From: "Darrick J. Wong" <djwong@kernel.org>
To: Christoph Hellwig <hch@lst.de>
Cc: Chandan Babu R <chandan.babu@oracle.com>,
Christian Brauner <brauner@kernel.org>,
linux-xfs@vger.kernel.org, linux-fsdevel@vger.kernel.org
Subject: Re: [PATCH 02/10] iomap: remove iomap_file_buffered_write_punch_delalloc
Date: Mon, 23 Sep 2024 09:18:25 -0700 [thread overview]
Message-ID: <20240923161825.GE21877@frogsfrogsfrogs> (raw)
In-Reply-To: <20240923152904.1747117-3-hch@lst.de>
On Mon, Sep 23, 2024 at 05:28:16PM +0200, Christoph Hellwig wrote:
> Currently iomap_file_buffered_write_punch_delalloc can be called from
> XFS either with the invalidate lock held or not. To fix this while
> keeping the locking in the file system and not the iomap library
> code we'll need to life the locking up into the file system.
>
> To prepare for that, open code iomap_file_buffered_write_punch_delalloc
> in the only caller, and instead export iomap_write_delalloc_release.
>
> Signed-off-by: Christoph Hellwig <hch@lst.de>
> ---
> .../filesystems/iomap/operations.rst | 2 +-
> fs/iomap/buffered-io.c | 85 ++++++-------------
> fs/xfs/xfs_iomap.c | 16 +++-
> include/linux/iomap.h | 6 +-
> 4 files changed, 46 insertions(+), 63 deletions(-)
>
> diff --git a/Documentation/filesystems/iomap/operations.rst b/Documentation/filesystems/iomap/operations.rst
> index 8e6c721d233010..b93115ab8748ae 100644
> --- a/Documentation/filesystems/iomap/operations.rst
> +++ b/Documentation/filesystems/iomap/operations.rst
> @@ -208,7 +208,7 @@ The filesystem must arrange to `cancel
> such `reservations
> <https://lore.kernel.org/linux-xfs/20220817093627.GZ3600936@dread.disaster.area/>`_
> because writeback will not consume the reservation.
> -The ``iomap_file_buffered_write_punch_delalloc`` can be called from a
> +The ``iomap_write_delalloc_release`` can be called from a
> ``->iomap_end`` function to find all the clean areas of the folios
> caching a fresh (``IOMAP_F_NEW``) delalloc mapping.

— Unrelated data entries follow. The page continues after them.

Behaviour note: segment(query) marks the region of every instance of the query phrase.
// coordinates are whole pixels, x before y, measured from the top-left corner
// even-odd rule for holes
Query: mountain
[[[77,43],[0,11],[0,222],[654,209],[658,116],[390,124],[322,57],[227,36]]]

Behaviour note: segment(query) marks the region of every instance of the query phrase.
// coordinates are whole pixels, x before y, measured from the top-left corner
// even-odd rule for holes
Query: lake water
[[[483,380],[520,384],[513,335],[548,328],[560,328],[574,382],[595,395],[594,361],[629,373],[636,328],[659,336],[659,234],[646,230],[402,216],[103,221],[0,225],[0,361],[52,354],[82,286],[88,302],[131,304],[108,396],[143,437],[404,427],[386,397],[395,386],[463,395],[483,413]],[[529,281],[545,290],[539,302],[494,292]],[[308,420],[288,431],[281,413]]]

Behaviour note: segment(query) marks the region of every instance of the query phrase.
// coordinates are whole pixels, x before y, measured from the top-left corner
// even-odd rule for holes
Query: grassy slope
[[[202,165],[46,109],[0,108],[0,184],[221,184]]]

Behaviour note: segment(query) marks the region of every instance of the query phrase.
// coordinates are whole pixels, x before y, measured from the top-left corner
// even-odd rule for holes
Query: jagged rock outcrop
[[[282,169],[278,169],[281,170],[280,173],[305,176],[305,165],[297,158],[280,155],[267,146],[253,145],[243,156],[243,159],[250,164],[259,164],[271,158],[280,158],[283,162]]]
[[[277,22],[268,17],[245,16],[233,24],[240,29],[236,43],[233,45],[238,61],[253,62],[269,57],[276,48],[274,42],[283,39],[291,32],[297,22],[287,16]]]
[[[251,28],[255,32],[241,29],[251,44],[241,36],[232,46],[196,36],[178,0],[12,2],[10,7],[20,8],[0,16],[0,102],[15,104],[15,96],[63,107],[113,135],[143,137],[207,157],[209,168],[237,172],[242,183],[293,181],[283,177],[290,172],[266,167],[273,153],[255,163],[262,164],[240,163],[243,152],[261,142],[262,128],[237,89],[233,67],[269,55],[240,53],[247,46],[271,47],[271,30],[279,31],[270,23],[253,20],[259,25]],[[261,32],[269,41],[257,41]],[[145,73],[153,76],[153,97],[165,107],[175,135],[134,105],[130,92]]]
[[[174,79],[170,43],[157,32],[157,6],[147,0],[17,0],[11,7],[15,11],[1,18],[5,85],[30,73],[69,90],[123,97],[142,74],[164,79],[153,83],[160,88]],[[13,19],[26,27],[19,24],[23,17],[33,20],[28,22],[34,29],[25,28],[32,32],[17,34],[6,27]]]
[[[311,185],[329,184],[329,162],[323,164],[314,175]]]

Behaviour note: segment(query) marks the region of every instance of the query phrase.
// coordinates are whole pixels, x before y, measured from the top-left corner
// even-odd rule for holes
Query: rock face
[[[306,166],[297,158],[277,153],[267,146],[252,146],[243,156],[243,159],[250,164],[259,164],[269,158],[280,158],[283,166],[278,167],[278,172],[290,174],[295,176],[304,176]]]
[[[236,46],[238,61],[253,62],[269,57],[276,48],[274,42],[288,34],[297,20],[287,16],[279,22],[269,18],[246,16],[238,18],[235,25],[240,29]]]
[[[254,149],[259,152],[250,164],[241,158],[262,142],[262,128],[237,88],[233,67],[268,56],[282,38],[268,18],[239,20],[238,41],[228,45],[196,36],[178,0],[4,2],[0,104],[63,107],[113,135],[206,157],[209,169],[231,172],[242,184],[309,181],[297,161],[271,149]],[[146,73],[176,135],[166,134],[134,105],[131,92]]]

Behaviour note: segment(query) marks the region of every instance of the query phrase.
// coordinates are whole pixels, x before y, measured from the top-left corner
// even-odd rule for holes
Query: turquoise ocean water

> It takes the ``invalidate_lock``.
> diff --git a/fs/iomap/buffered-io.c b/fs/iomap/buffered-io.c
> index 884891ac7a226c..237aeb883166df 100644
> --- a/fs/iomap/buffered-io.c
> +++ b/fs/iomap/buffered-io.c
> @@ -1149,6 +1149,32 @@ static void iomap_write_delalloc_scan(struct inode *inode,
> * have dirty data still pending in the page cache - those are going to be
> * written and so must still retain the delalloc backing for writeback.
> *
> + * When a short write occurs, the filesystem may need to remove reserved space
> + * that was allocated in ->iomap_begin from it's ->iomap_end method. For
"When a short write occurs, the filesystem may need to remove space
reservations created in ->iomap_begin.
> + * filesystems that use delayed allocation, we need to punch out delalloc
> + * extents from the range that are not dirty in the page cache. As the write can
> + * race with page faults, there can be dirty pages over the delalloc extent
> + * outside the range of a short write but still within the delalloc extent
> + * allocated for this iomap.
> + *
> + * The punch() callback *must* only punch delalloc extents in the range passed
> + * to it. It must skip over all other types of extents in the range and leave
> + * them completely unchanged. It must do this punch atomically with respect to
> + * other extent modifications.
Can a failing buffered write race with a write fault to the same file
range?
write() thread: page_mkwrite thread:
--------------- --------------------
take i_rwsem
->iomap_begin
create da reservation
lock folio
fail to write
unlock folio
take invalidation lock
lock folio
->iomap_begin
sees da reservation
mark folio dirty
unlock folio
drop invalidation lock
->iomap_end
take invalidation lock
iomap_write_delalloc_release
drop invalidation lock
Can we end up in this situation, where the write fault thinks it has a
dirty page backed by a delalloc reservation, yet the delalloc
reservation gets removed by the delalloc punch logic? I think the
answer to my question is that this sequence is impossible because the
write fault dirties the folio so the iomap_write_delalloc_release does
nothing, correct?
Unrelated question about iomap_write_begin: Can we get rid of the
!mapping_large_folio_support if-body just prior to __iomap_get_folio?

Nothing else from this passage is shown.